Déjà la 7ème Semaine Nationale de l'Incontinence ? Quand tout va bien, un être humain passe en moyenne 1 à 2 heures par mois, soit un jour par an à uriner… Mais parfois la machine s’emballe ou se bloque, et tout se complique.Des mictions qui deviennent plus fréquentes, ou qui, au contraire, s’espacent, sont parfois le premier signe d’une pathologie associée, bien souvent bénigne, qu’il convient de traiter.Les troubles de la continence touchent 30 % de la population, adultes et enfants confondus. Oser en parler à son médecin, c’est faire un premier pas vers une prise en charge adaptée et vers une amélioration de la qualité de vie.

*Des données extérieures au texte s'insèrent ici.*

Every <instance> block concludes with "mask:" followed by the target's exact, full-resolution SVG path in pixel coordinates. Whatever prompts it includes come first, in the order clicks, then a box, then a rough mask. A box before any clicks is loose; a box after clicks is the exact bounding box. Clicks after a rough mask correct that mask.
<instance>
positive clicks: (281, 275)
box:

Nous ne pouvons vivre sans respirer, sans boire, sans manger ni sans uriner ! Uriner est aussi essentiel à notre santé que d’autres fonctions vitales, car l’urine permet de débarrasser notre organisme des déchets issus du métabolisme cellulaire. Si nous passons 8 heures par jour en moyenne à dormir, soit près de 4 mois par an, nous passons, aussi, une à deux heures par mois à uriner... soit un jour par an !

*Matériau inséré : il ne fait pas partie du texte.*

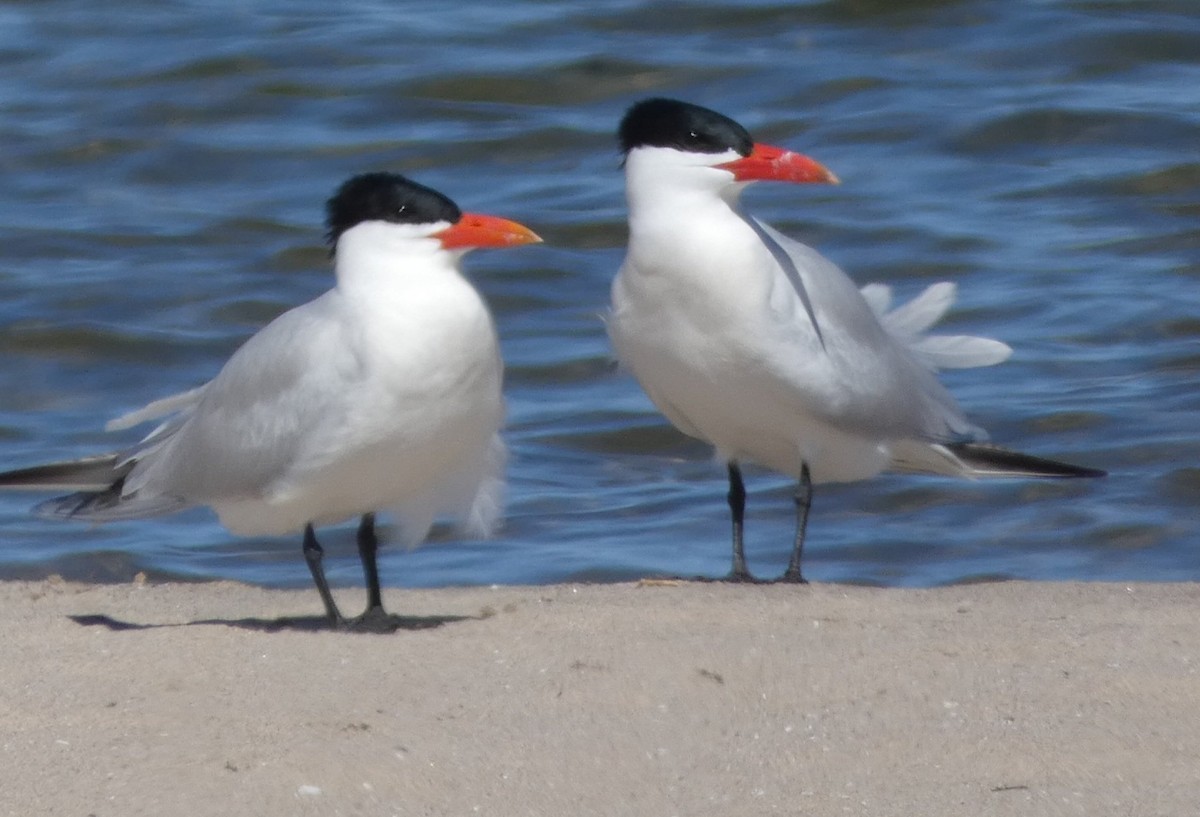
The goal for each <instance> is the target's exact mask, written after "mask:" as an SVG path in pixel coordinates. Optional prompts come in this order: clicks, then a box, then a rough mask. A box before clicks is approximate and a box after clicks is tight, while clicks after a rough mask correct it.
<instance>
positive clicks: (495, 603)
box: [0, 581, 1200, 817]
mask: <svg viewBox="0 0 1200 817" xmlns="http://www.w3.org/2000/svg"><path fill="white" fill-rule="evenodd" d="M338 597H340V600H341V601H342V603H343V605H344V607H346V608H349V609H356V608H358V607H359V606H360V605H361V593H359V591H355V590H350V589H346V590H341V591H338ZM385 602H386V603H388V606H389V608H390V609H391V611H392V612H397V613H402V614H404V615H412V617H413V619H410V620H409V621H408V625H409V626H407V627H404V629H402V630H400V631H397V632H395V633H391V635H370V633H348V632H330V631H325V630H322V629H320V625H322V621H320V619H319V617H318V615H317V614H318V613H319V601H318V599H317V595H316V593H314V591H312V590H302V591H299V590H298V591H280V590H263V589H259V588H252V587H245V585H240V584H234V583H217V584H161V585H151V584H128V585H84V584H72V583H65V582H58V581H48V582H37V583H24V582H13V583H2V584H0V611H2V621H0V644H2V645H4V661H2V665H0V666H2V668H0V716H2V723H4V733H2V753H0V763H2V769H4V775H2V783H0V815H20V816H22V817H26V816H30V815H73V816H78V817H85V816H88V815H96V816H97V817H109V816H112V817H116V816H126V817H127V816H130V815H187V816H190V817H199V816H204V815H222V816H228V815H546V816H556V817H558V816H571V817H576V816H581V815H623V816H624V815H629V816H640V815H648V816H649V815H654V816H670V815H680V816H688V817H698V816H707V815H714V816H715V815H720V816H722V817H724V816H733V815H904V816H906V817H938V816H942V815H946V816H949V815H954V816H955V817H961V816H972V817H973V816H979V815H1014V816H1016V815H1020V816H1022V817H1028V816H1030V815H1088V816H1099V815H1120V816H1139V817H1140V816H1145V815H1180V816H1181V817H1183V816H1188V817H1190V816H1194V815H1196V813H1200V674H1198V672H1196V669H1198V667H1200V627H1198V626H1196V620H1198V618H1200V585H1195V584H1152V585H1151V584H1136V585H1123V584H1056V583H1002V584H977V585H962V587H953V588H943V589H932V590H908V589H869V588H856V587H840V585H821V584H817V585H811V587H802V588H797V587H740V585H724V584H695V583H689V584H683V585H678V587H640V585H632V584H616V585H559V587H500V588H463V589H458V588H451V589H437V590H389V591H386V594H385Z"/></svg>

Lorsque tout se passe bien, on urine sans même y penser, lorsque le besoin se fait sentir, mais il arrive qu’à la suite de dysfonctionnements du bas appareil urinaire, les mictions deviennent problématiques : rétention, difficulté à uriner (dysurie), brûlures, envies répétitives (pollakiurie) ou impérieuses qui vont jusqu’à la fuite, c’est l’incontinence...
Malheureusement, l’incontinence urinaire reste encore taboue ; elle ne fait pas partie de ces pathologies « nobles » dont on parle sans gêne. Par pudeur, par honte, mais aussi par fatalisme ou par manque d’information, les pathologies urinaires sont trop souvent ignorées, négligées et donc non traitées : on estime que 30 % des personnes qui en souffrent ne sont pas pris en charge... Pourtant, il existe aujourd’hui des solutions performantes et appropriées aux différents types d’incontinence urinaire qui sont un véritable handicap.
Pourquoi tant de gêne ?
Parce que parler d’incontinence, c’est faire référence aux fonctions d’excrétion de notre organisme, qui suscitent souvent une pudeur bien plus exacerbée que d’autres sujets, pourtant longtemps tabou comme la sexualité (Lire encadré : Une question de pudeur). Et malgré la visibilité de la continence dans les médias, beaucoup de patients hésitent encore à consulter ou bien repoussent l’échéance, refusant de se sentir concernés.
D’autant que l’incontinence urinaire est toujours liée à la notion de vieillissement et de dépendance, de perte d’autonomie et de contrôle de soi. Idée reçue assurément, à tout le moins vérité partielle. Car, si « la dame âgée » souffre, en effet, souvent d’incontinence urinaire, il y a d’autres sujets à risques... et de beaucoup plus jeunes.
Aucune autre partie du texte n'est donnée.